I’ve learned that multitasking is unnecessary, unproductive, and sometimes dangerous. For a long time I bought into fallacy that it was possible for me to do more than one thing at a time and not have either task suffer. However I have come to realize that the possible benefits of multitasking are not worth the cost.
When mobile GPS devices became popular a few years ago I was fascinated by the capability of being able to navigate unfamiliar roads confidently and efficiently. I purchased one of the early generation Magellan GPS models with all of the bells and whistles and I enthusiastically took off on a road trip.
One thing that I had not counted on was the amount of button pushing and screen navigation required to operate the GPS properly. Who has time to read a thick manual full of directions on how to operate a GPS? Not me! I mastered the basics features and off I had gone on my voyage.
On one particular leg of my journey I decided that I wanted to change the destination that I had previously programmed into the GPS. I attempted to do this while I was driving and much to my surprise I became quite a moving road hazard.
I discovered that attempting to program my new destination into the device required a considerable amount of concentration. As I punched buttons and touched the screen I glanced up at the road only to realize that I was crossing the lane divider. A quick swerve got me back into my lane, but it dawned on me that this kind of multitasking was putting me and everyone else on the road in danger. I left the GPS alone and took the next highway exit in order to pull over and program the device properly.

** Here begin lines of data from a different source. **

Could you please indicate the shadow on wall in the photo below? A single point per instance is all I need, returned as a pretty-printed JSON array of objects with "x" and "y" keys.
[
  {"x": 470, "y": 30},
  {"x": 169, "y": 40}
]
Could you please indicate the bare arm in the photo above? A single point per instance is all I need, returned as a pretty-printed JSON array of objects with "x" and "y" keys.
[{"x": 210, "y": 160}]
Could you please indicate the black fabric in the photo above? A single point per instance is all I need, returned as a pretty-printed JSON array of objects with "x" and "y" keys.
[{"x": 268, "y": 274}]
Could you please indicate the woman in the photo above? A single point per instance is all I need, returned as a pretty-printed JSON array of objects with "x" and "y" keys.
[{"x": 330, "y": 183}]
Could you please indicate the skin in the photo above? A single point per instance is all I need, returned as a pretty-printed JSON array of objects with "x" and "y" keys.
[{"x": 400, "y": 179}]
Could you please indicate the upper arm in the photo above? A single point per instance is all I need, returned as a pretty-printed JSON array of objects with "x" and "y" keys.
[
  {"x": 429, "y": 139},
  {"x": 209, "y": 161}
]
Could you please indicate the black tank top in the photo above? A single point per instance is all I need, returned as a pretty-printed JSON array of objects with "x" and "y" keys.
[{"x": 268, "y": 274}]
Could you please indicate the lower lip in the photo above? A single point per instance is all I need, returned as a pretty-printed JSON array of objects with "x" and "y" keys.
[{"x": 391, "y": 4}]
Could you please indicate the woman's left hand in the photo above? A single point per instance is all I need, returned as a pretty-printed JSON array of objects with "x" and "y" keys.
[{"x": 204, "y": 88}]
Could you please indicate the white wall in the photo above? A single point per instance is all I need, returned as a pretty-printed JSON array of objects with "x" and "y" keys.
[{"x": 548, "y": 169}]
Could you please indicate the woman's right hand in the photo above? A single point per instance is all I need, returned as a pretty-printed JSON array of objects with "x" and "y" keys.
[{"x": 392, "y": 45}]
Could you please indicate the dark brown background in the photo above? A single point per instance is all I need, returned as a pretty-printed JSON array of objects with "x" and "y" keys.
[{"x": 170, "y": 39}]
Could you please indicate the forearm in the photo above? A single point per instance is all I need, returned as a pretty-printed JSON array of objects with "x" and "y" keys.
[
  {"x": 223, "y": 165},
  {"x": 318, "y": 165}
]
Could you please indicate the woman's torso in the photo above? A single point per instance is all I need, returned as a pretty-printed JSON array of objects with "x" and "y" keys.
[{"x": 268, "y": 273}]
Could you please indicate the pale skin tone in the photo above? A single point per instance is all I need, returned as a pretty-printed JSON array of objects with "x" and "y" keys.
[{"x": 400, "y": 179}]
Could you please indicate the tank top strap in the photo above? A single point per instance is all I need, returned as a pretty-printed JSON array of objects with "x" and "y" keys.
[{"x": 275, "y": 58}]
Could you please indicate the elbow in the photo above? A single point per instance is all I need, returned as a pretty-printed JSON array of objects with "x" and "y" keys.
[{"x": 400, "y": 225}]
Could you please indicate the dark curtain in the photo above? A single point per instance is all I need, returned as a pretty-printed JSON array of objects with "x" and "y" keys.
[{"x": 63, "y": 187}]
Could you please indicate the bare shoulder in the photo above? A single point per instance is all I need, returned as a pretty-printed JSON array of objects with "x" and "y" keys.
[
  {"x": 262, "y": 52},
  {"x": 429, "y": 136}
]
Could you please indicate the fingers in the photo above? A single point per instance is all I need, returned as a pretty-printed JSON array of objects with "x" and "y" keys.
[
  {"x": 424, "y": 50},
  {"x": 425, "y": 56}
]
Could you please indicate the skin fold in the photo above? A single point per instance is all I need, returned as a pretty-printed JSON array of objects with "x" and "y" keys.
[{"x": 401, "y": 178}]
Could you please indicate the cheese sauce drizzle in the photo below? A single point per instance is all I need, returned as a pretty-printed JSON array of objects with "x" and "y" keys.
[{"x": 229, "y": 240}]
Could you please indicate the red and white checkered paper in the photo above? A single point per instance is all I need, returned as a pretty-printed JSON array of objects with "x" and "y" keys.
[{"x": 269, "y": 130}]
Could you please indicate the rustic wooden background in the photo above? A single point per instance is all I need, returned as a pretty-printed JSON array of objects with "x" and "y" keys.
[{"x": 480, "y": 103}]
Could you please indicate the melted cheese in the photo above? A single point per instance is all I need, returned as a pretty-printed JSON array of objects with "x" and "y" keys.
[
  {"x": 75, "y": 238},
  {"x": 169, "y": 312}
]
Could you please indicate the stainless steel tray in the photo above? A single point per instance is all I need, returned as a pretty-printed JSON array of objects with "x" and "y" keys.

The term “multitasking” originated in the computer engineering industry and refers to the apparent ability of microprocessors to process several tasks simultaneously. But human beings are not computers. Psychiatrist Edward M. Hallowell has gone so far as to describe multitasking as a “mythical activity in which people believe they can perform two or more tasks simultaneously as effectively as one.”
"People can't multitask very well, and when people say they can, they're deluding themselves," said neuroscientist Earl Miller. "The brain is very good at deluding itself." Miller, a Picower professor of neuroscience at Massachusetts Institute of Technology (MIT) , says that for the most part, we simply can't focus on more than one thing at a time. What we can do, he said, is shift our focus from one thing to the next with astonishing speed.
OK, so I was not really multitasking. But it made me think about my motivation for programming my GPS while driving, which was mainly to save time. Saving time can cost lives when multitasking while driving. Use of cell phones or texting while driving has been highly correlated with traffic accidents leading many states to outlaw their use behind the wheel.
Beyond the obvious hazards of multitasking while driving I’ve learned a real appreciation for the ability to block out distractions and to be able to give my full attention to one task at a time. With all of the electronic devices at our disposal, the need and ability for us to focus our concentration is constantly challenged.
People are not as good at doing two things simultaneously as well as they can perform a single task, contrary to popular belief. While a little time might be saved by multitasking errors mount, stress increases, and efficiency plummets. The penalties of multitasking far outweigh the benefits. Do not get trapped into multitasking because “everyone’s doing it”. Everyone is not doing it well, and it’s not worth the cost.